Indian court grants bail to four terror accused

The four are prime suspects in 2006 bombing case, in a Muslim town of Malegaon

Indian court grants bail to four terror accused

An Indian court on Friday ordered release of four Hindus, who were prime accused in the 2006 terror bombing case that killed 37 people in a Muslim town of Malegaon, 290 kilometers northeast of country’s commercial capital Mumbai. 

The Bombay High Court granted bail to the accused - Dhan Singh, Lokesh Sharma, Manohar Narwaria and Rajendra Chaudhary, who were in prison since 2013.

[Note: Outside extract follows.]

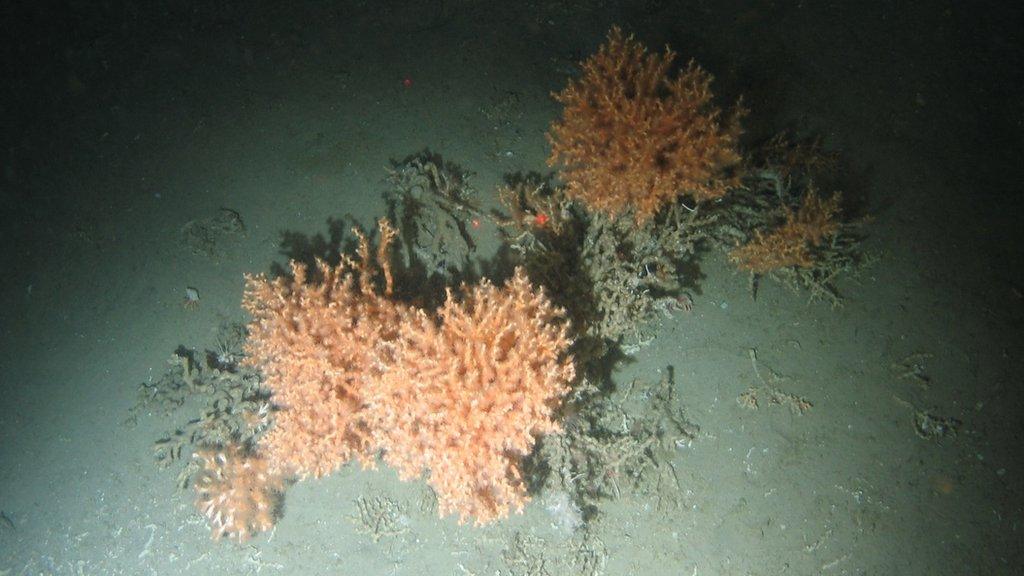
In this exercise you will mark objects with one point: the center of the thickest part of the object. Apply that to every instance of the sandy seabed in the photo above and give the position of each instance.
(289, 118)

The two-judge bench directed that the four should furnish Rs 50,000 ($700) bail bond and two sureties of same amount to get the bail. Also, the court ordered the accused to attend trial proceedings in the lower court until exempted.

The serial bomb blasts near a mosque had also injured 100 people. Local police initially arrested nine Muslims, accusing them of engineering blasts. But, when the probe was shifted to the National Investigation Agency (NIA), it concluded that the blasts were carried out by the Hindu extremists.

Malegaon resident Shafique Ahmed who had lost his sons in the incident opposed the bail.

The Muslim town, in the western Indian province of Maharashtra saw another terror attack in 2008, allegedly by right-wing Hindu groups.

Sadhvi Pragya Singh Thakur and former Lt Col Srikanth Purohit were arrested in connection with the incident. Both of them are out on the bail. Thakur recently won parliamentary elections, she contested on the ruling Bharatiya Janata Party (BJP) ticket, from central Indian city of Bhopal.

Earlier this year, the activists had questioned Indian government’s commitment to fighting Hindu terror groups, after the acquittal of the four main suspects in the 2007 Samjhauta train blast case that killed over 50 Pakistani citizens on tour to India.